The First Ecumenical Council (Nicea, AD 325) established the doctrine that Jesus Christ is truly God, being of the same essence as the Father. The Second Ecumenical Council (Constantinople, AD 381) reiterated the deity of Christ, began to work through the relationship between Christ’s person and natures, and set forth clearly the deity of the Holy Spirit.
In the fifty years before the next ecumenical council met, theologians continued to investigate the relation between Christ’s divine person and His two natures. What particularly made necessary the meeting of the Council of Ephesus in AD 431 was the error of Nestorianism.
Mary, the God-bearer
The context in which Nestorius developed his views was a wrong view of Mary, the mother of Jesus, which many were promoting. They viewed her as an example of holiness, and some were suggesting that she was sinless. In time, the church viewed her as a co-mediator with Christ. For details about this development, the interested reader should consult a general church history book.1
Bearing on the Nestorian controversy is the fact that some began to call Mary theotokos, a Greek word meaning “God-bearer,” and sometimes translated as “mother of God.” Some in the church, reacting to the wrong views of Mary that were developing, also objected that this term exalted Mary too much. But other orthodox theologians, such as Athansius and Gregory Nazianzen, readily used the term, although they rejected wrong views of Mary. They did not think that Mary gave God His existence, or gave existence to Christ in His divine person or nature. They were simply insisting that Jesus Christ was truly and fully God, and recognizing that Mary gave birth to Him in the flesh.
Nestorianism
Nestorius became the patriarch of Constantinople in AD 428. This made him the second most important religious figure in the world, second only to the bishop of Rome. Nestorius thought it wrong to use the term theotokos under any circumstances, even if one did not mean to venerate Mary. The correct term in his mind was Christotokos, bearer or mother of Christ.
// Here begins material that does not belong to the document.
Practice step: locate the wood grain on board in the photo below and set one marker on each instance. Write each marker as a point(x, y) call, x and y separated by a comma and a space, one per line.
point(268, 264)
The issue was not only about terms, it was about Christ Himself. Who was He? Nestorius agreed that Jesus was both God and man. In this respect, Nestorius was true to the Councils of Nicea and Constantinople.
But how can Christ be both God and man? The true answer is that Christ is one person (divine) who possesses two natures (divine and human), and that in His birth (incarnation) the divine Christ took to Himself a human nature from Mary. Nestorius’ answer was that Christ had two natures because He had two persons, one divine and the other human. He viewed Christ’s incarnation as a joining of the two persons, rather than a uniting of the human nature with the divine. While some scholars suggest that history has misrepresented him, this is what the church in that day understood him to teach.
Opposition to Nestorius
The bishop of Alexandria at this time was Cyril. After the bishop of Rome and the bishop of Constantinople, the bishops of Alexandria, Antioch, and Jerusalem held the next three most prominent positions in the church of that day.
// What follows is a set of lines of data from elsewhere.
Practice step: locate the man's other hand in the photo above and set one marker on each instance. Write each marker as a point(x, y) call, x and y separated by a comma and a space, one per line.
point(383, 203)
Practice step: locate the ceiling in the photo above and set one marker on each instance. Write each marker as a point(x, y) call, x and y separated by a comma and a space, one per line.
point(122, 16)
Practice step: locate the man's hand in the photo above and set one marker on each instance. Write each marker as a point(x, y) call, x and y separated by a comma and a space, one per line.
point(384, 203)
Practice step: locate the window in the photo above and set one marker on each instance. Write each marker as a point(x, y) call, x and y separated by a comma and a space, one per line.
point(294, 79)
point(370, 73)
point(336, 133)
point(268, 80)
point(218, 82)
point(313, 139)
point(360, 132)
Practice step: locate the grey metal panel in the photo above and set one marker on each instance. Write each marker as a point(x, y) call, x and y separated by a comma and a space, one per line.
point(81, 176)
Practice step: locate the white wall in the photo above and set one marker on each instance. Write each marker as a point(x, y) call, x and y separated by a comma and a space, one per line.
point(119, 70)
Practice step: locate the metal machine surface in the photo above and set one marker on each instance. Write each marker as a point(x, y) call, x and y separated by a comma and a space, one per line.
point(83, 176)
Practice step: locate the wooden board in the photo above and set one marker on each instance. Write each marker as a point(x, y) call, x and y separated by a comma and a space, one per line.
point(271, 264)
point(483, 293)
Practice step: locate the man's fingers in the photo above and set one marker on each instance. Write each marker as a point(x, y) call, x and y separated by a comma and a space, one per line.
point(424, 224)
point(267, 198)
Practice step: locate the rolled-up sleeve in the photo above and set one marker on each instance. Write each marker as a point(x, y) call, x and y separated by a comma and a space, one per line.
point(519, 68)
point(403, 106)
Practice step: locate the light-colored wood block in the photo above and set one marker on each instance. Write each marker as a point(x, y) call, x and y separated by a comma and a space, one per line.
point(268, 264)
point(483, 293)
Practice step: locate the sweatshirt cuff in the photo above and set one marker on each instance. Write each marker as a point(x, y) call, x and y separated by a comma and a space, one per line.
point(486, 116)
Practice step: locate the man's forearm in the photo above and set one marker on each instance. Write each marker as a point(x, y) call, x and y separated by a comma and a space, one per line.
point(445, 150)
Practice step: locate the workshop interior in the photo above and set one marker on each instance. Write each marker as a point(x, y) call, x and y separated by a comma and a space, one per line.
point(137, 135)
Cyril argued that by speaking of Christ as two persons, Nestorius separated the natures of Christ, rather than distinguishing them. He also said that Nestorius undermined Christ’s divinity by rejecting theotokos. And he pointed out that this undermined the reality of the incarnation, the ability of Christ to save us, and the way in which He carried out that salvation.
A war of words followed. Cyril charged Nestorius with twelve errors. Nestorius countered with twelve accusations of his own, arguing that Cyril was basically Apollinarian (see Standard Bearer, October 15, 2020). The emperor deposed Nestorius, and realized the need for an ecumenical council to settle the matter.
Did Cyril and Nestorius understand each other, or did they talk past each other? Many are of the opinion that the latter is true. However, in the end, Nestorius’ view was condemned, and Cyril’s upheld. And the word theotokos won the day, even among the orthodox.
1 See Philip Schaff, History of the Christian Church, vol. 3, Nicene and Post-Nicene Christianity, A.D. 311-600 (Grand Rapids: Wm. B. Eerdmans, 1989 reprint), 410-428.